Local AI Tools
Ollama - Offline AI Models
Run large language models locally on your machine with full offline capabilities and privacy protection
Overview
Ollama is an open-source framework that enables users to run large language models locally on their machines. It provides a simple command-line interface and API for interacting with various AI models without requiring internet connectivity, ensuring complete data privacy and control.
Complete Offline Operation
Run AI models entirely on your local hardware without internet dependency
Easy Model Management
Simple commands to pull, run, and manage different AI models
Privacy Focused
Your data never leaves your machine, ensuring complete privacy
Getting Started
Installation
- Download Ollama from ollama.com
- Install for your operating system (Windows, macOS, Linux)
- Verify installation by running
ollama --version - Pull your first model using
ollama pull model-name
System Requirements
- Minimum: 8GB RAM, 10GB storage
- Recommended: 16GB+ RAM, 20GB+ storage, GPU support
- Optimal: 32GB+ RAM, dedicated GPU with 8GB+ VRAM
- Supported GPUs: NVIDIA, AMD, Apple Silicon
Available Models
Llama 2
- Variants: 7B, 13B, 70B parameters
- Use Cases: General purpose, chat
- RAM Required: 4GB - 40GB
- License: Commercial-friendly
Mistral
- Variants: 7B, 8x7B (Mixtral)
- Use Cases: Efficient reasoning
- RAM Required: 4GB - 30GB
- License: Apache 2.0
Code Llama
- Variants: 7B, 13B, 34B
- Use Cases: Code generation
- RAM Required: 4GB - 40GB
- License: Custom commercial
Basic Usage
Command Line Interface
# Pull a model (downloads to local storage)
ollama pull llama2
ollama pull mistral
ollama pull codellama
# Run a model interactively
ollama run llama2
# This starts an interactive chat session
# Run with specific prompt
ollama run llama2 "Explain quantum computing"
# List downloaded models
ollama list
# Remove a model
ollama rm llama2
# Show model information
ollama show llama2
# Create custom model from Modelfile
ollama create my-model -f ./Modelfile
# Run with GPU acceleration (if available)

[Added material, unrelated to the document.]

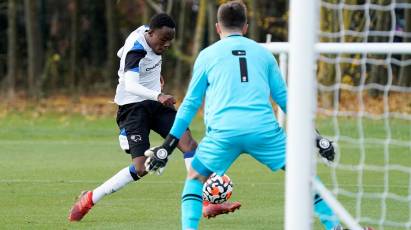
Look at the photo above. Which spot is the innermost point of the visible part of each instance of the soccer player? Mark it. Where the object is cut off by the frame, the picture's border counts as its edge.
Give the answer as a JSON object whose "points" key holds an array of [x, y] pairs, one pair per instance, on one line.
{"points": [[236, 77], [142, 107]]}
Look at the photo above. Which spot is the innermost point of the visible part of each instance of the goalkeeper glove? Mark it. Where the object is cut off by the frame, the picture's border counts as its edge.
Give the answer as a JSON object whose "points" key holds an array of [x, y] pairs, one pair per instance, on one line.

OLLAMA_GPU=1 ollama run llama2
API Usage
# Ollama provides a REST API on port 11434
# Generate completion via API
curl -X POST http://localhost:11434/api/generate -d '{
"model": "llama2",
"prompt": "Why is the sky blue?",
"stream": false
}'
# Chat completion
curl -X POST http://localhost:11434/api/chat -d '{
"model": "llama2",
"messages": [
{
"role": "user",
"content": "Hello, how are you?"
}
],
"stream": false
}'
# List models via API
curl http://localhost:11434/api/tags
# Show model info
curl http://localhost:11434/api/show -d '{
"name": "llama2"
}'
Python Integration
# Using Ollama with Python
import requests
import json
class OllamaClient:
def __init__(self, base_url="http://localhost:11434"):
self.base_url = base_url
def generate(self, prompt, model="llama2", stream=False):
payload = {
"model": model,
"prompt": prompt,
"stream": stream
}
response = requests.post(
f"{self.base_url}/api/generate",
json=payload,
stream=stream
)
if stream:
return self._handle_stream(response)
else:
return response.json()["response"]
def chat(self, messages, model="llama2", stream=False):
payload = {
"model": model,
"messages": messages,
"stream": stream
}
response = requests.post(
f"{self.base_url}/api/chat",
json=payload,
stream=stream
)
if stream:
return self._handle_chat_stream(response)
else:
return response.json()["message"]["content"]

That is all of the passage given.